The Executive Master in EU Studies is organised by the Centre International de Formation Européenne (CIFE) in collaboration with the Jean Monnet-Chair of European Politics of the University of Cologne and other partners.

CIFE is a private non-profit-making international organisation which was established in 1954 and also is one of the six institutions which benefit from the Jean Monnet Programme "Support for specified institutions pursuing an aim of European interest" of the European Commission.

Aims and concepts
CIFE's Executive Master in EU Studies is a multi-disciplinary two-year (60 ECTS) curriculum, which offers flexible study paths and methods for professionals, postgraduates and officials who are pursuing their careers at the same time.

The participants of the programme receive structured knowledge of EU fundamentals and a focus on selected priority issues for an in-depth understanding and future-oriented approach to EU integration.

Methodology
In total, 8 intensive weekend workshops in Berlin, Budapest, Brussels, Nice, Rome and Vienna.

Curriculum 
The first year offers a range of compulsory and optional courses in EU history, political science, economics, EU law, lobbying, sustainable development and more. The second year combines high level teaching in the chosen specialisation with either a research track, leading to a Master's thesis or a professional track, intensifying skills and competences for the labour market.

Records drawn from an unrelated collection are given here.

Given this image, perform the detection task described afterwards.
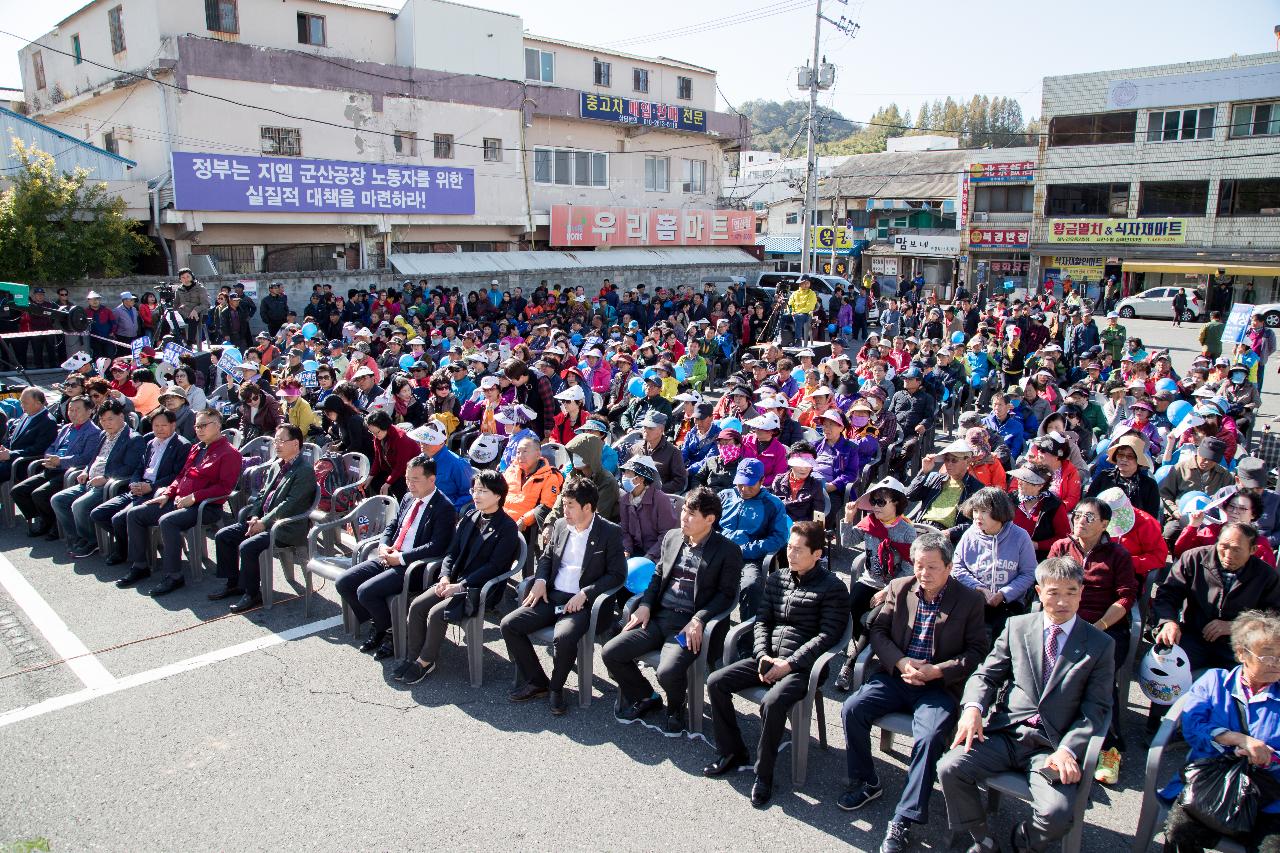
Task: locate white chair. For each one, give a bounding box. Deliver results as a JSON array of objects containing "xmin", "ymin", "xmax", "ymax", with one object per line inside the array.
[
  {"xmin": 510, "ymin": 576, "xmax": 624, "ymax": 708},
  {"xmin": 429, "ymin": 537, "xmax": 527, "ymax": 688},
  {"xmin": 302, "ymin": 494, "xmax": 399, "ymax": 630}
]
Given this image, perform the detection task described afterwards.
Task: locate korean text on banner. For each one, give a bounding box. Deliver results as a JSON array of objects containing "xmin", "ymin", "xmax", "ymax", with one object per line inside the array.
[
  {"xmin": 298, "ymin": 371, "xmax": 318, "ymax": 389},
  {"xmin": 1047, "ymin": 218, "xmax": 1188, "ymax": 245},
  {"xmin": 579, "ymin": 93, "xmax": 707, "ymax": 133},
  {"xmin": 160, "ymin": 342, "xmax": 193, "ymax": 366},
  {"xmin": 549, "ymin": 204, "xmax": 754, "ymax": 247},
  {"xmin": 1222, "ymin": 303, "xmax": 1255, "ymax": 347},
  {"xmin": 216, "ymin": 351, "xmax": 244, "ymax": 382},
  {"xmin": 131, "ymin": 336, "xmax": 152, "ymax": 361}
]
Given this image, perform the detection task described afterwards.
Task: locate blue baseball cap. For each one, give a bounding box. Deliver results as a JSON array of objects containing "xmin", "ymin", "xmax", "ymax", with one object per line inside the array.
[
  {"xmin": 733, "ymin": 458, "xmax": 766, "ymax": 486},
  {"xmin": 900, "ymin": 366, "xmax": 923, "ymax": 379}
]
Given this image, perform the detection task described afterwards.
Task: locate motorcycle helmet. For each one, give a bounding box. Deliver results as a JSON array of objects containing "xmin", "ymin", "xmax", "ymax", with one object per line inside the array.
[
  {"xmin": 467, "ymin": 433, "xmax": 504, "ymax": 466},
  {"xmin": 1138, "ymin": 643, "xmax": 1193, "ymax": 706}
]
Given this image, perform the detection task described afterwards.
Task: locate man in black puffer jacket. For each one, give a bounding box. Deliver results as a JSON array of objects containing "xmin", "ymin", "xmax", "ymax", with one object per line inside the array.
[{"xmin": 703, "ymin": 520, "xmax": 848, "ymax": 807}]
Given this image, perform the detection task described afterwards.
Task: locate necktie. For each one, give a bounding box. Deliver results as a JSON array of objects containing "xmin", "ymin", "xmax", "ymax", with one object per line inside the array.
[
  {"xmin": 393, "ymin": 500, "xmax": 421, "ymax": 551},
  {"xmin": 1027, "ymin": 623, "xmax": 1063, "ymax": 728}
]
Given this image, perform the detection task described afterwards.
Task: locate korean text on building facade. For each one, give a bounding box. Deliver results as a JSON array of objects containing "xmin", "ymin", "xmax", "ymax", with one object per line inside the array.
[
  {"xmin": 1047, "ymin": 218, "xmax": 1188, "ymax": 245},
  {"xmin": 549, "ymin": 204, "xmax": 754, "ymax": 247},
  {"xmin": 988, "ymin": 260, "xmax": 1030, "ymax": 275},
  {"xmin": 578, "ymin": 93, "xmax": 707, "ymax": 133},
  {"xmin": 171, "ymin": 152, "xmax": 476, "ymax": 215},
  {"xmin": 968, "ymin": 161, "xmax": 1036, "ymax": 183},
  {"xmin": 968, "ymin": 228, "xmax": 1030, "ymax": 248},
  {"xmin": 891, "ymin": 234, "xmax": 961, "ymax": 257}
]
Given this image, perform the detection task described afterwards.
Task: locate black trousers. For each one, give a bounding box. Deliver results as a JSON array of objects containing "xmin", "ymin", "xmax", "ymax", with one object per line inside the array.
[
  {"xmin": 601, "ymin": 608, "xmax": 697, "ymax": 708},
  {"xmin": 334, "ymin": 558, "xmax": 407, "ymax": 634},
  {"xmin": 707, "ymin": 657, "xmax": 808, "ymax": 784},
  {"xmin": 501, "ymin": 590, "xmax": 593, "ymax": 691},
  {"xmin": 13, "ymin": 466, "xmax": 65, "ymax": 528},
  {"xmin": 213, "ymin": 519, "xmax": 273, "ymax": 594},
  {"xmin": 90, "ymin": 491, "xmax": 141, "ymax": 559},
  {"xmin": 1164, "ymin": 801, "xmax": 1280, "ymax": 853}
]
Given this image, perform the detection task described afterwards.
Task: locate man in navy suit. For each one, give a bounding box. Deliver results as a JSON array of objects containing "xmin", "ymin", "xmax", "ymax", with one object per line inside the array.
[
  {"xmin": 54, "ymin": 399, "xmax": 146, "ymax": 558},
  {"xmin": 91, "ymin": 409, "xmax": 190, "ymax": 569},
  {"xmin": 0, "ymin": 388, "xmax": 58, "ymax": 485},
  {"xmin": 335, "ymin": 454, "xmax": 456, "ymax": 660}
]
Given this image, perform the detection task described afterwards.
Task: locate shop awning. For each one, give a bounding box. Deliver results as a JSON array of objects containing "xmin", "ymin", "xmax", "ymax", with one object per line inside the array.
[{"xmin": 1122, "ymin": 260, "xmax": 1280, "ymax": 277}]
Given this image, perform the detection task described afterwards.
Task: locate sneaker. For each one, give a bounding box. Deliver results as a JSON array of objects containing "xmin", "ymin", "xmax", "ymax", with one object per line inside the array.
[
  {"xmin": 662, "ymin": 706, "xmax": 687, "ymax": 738},
  {"xmin": 837, "ymin": 780, "xmax": 883, "ymax": 811},
  {"xmin": 396, "ymin": 660, "xmax": 435, "ymax": 685},
  {"xmin": 834, "ymin": 660, "xmax": 855, "ymax": 692},
  {"xmin": 70, "ymin": 542, "xmax": 99, "ymax": 559},
  {"xmin": 615, "ymin": 693, "xmax": 663, "ymax": 723},
  {"xmin": 1094, "ymin": 747, "xmax": 1121, "ymax": 785},
  {"xmin": 880, "ymin": 819, "xmax": 912, "ymax": 853}
]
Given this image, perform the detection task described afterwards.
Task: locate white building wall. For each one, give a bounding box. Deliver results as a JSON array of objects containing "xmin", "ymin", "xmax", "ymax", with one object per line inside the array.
[
  {"xmin": 524, "ymin": 37, "xmax": 716, "ymax": 113},
  {"xmin": 395, "ymin": 0, "xmax": 523, "ymax": 80}
]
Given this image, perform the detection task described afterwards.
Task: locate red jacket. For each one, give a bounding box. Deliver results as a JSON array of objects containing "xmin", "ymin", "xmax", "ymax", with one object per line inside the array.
[
  {"xmin": 1047, "ymin": 534, "xmax": 1139, "ymax": 624},
  {"xmin": 1052, "ymin": 462, "xmax": 1083, "ymax": 515},
  {"xmin": 1175, "ymin": 523, "xmax": 1277, "ymax": 567},
  {"xmin": 170, "ymin": 437, "xmax": 242, "ymax": 505},
  {"xmin": 550, "ymin": 411, "xmax": 582, "ymax": 446},
  {"xmin": 1115, "ymin": 508, "xmax": 1169, "ymax": 578},
  {"xmin": 372, "ymin": 424, "xmax": 420, "ymax": 485}
]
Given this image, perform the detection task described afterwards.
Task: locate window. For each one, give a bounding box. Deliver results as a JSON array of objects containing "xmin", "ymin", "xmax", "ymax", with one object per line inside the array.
[
  {"xmin": 677, "ymin": 76, "xmax": 692, "ymax": 100},
  {"xmin": 102, "ymin": 130, "xmax": 118, "ymax": 155},
  {"xmin": 644, "ymin": 155, "xmax": 669, "ymax": 192},
  {"xmin": 682, "ymin": 158, "xmax": 706, "ymax": 193},
  {"xmin": 633, "ymin": 68, "xmax": 649, "ymax": 94},
  {"xmin": 525, "ymin": 48, "xmax": 553, "ymax": 83},
  {"xmin": 206, "ymin": 0, "xmax": 238, "ymax": 34},
  {"xmin": 31, "ymin": 51, "xmax": 45, "ymax": 90},
  {"xmin": 1218, "ymin": 178, "xmax": 1280, "ymax": 216},
  {"xmin": 532, "ymin": 147, "xmax": 607, "ymax": 187},
  {"xmin": 71, "ymin": 35, "xmax": 82, "ymax": 65},
  {"xmin": 1147, "ymin": 108, "xmax": 1214, "ymax": 142},
  {"xmin": 784, "ymin": 212, "xmax": 799, "ymax": 225},
  {"xmin": 264, "ymin": 244, "xmax": 338, "ymax": 273},
  {"xmin": 108, "ymin": 5, "xmax": 126, "ymax": 54},
  {"xmin": 1047, "ymin": 111, "xmax": 1136, "ymax": 146},
  {"xmin": 1138, "ymin": 180, "xmax": 1210, "ymax": 216},
  {"xmin": 593, "ymin": 59, "xmax": 611, "ymax": 87},
  {"xmin": 1045, "ymin": 183, "xmax": 1130, "ymax": 217},
  {"xmin": 202, "ymin": 245, "xmax": 257, "ymax": 275},
  {"xmin": 844, "ymin": 210, "xmax": 871, "ymax": 228},
  {"xmin": 483, "ymin": 138, "xmax": 502, "ymax": 162},
  {"xmin": 974, "ymin": 185, "xmax": 1033, "ymax": 213},
  {"xmin": 393, "ymin": 131, "xmax": 416, "ymax": 156},
  {"xmin": 260, "ymin": 126, "xmax": 302, "ymax": 157},
  {"xmin": 433, "ymin": 133, "xmax": 453, "ymax": 159},
  {"xmin": 1231, "ymin": 102, "xmax": 1280, "ymax": 139},
  {"xmin": 297, "ymin": 13, "xmax": 326, "ymax": 46}
]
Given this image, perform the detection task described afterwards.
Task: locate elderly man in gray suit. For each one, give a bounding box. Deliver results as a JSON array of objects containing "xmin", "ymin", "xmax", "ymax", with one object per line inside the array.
[{"xmin": 938, "ymin": 556, "xmax": 1114, "ymax": 853}]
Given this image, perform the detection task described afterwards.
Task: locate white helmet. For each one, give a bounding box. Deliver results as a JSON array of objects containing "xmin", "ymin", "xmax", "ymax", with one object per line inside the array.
[
  {"xmin": 1138, "ymin": 643, "xmax": 1194, "ymax": 706},
  {"xmin": 467, "ymin": 433, "xmax": 505, "ymax": 465}
]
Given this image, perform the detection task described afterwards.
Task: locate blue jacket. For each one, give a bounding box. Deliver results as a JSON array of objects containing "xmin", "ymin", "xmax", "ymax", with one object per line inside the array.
[
  {"xmin": 91, "ymin": 427, "xmax": 147, "ymax": 481},
  {"xmin": 984, "ymin": 411, "xmax": 1026, "ymax": 460},
  {"xmin": 46, "ymin": 420, "xmax": 104, "ymax": 471},
  {"xmin": 965, "ymin": 351, "xmax": 992, "ymax": 387},
  {"xmin": 717, "ymin": 487, "xmax": 791, "ymax": 562},
  {"xmin": 680, "ymin": 423, "xmax": 721, "ymax": 469},
  {"xmin": 430, "ymin": 445, "xmax": 475, "ymax": 513}
]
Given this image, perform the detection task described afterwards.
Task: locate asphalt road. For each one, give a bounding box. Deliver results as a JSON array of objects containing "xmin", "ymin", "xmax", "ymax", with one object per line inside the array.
[{"xmin": 0, "ymin": 316, "xmax": 1262, "ymax": 852}]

Throughout the programme, the Executive Master in EU Studies teaches research and methodology based on best practices of the academic community. Additionally, the Executive Master in EU Studies offer skills and competences training such as a Council negotiation and ECJ simulation, cross-country comparative statistics, policy briefs, economic analyses and legal memos, opinions and writs as well as project management, public speaking, presentation and debate. Successful participants receive the title of Chargé de mission en organisations européennes et internationales (Policy Officer in European and International organisations), officially recognised by the French slate as will as the Executive Master in EU Studies awarded by CIFE.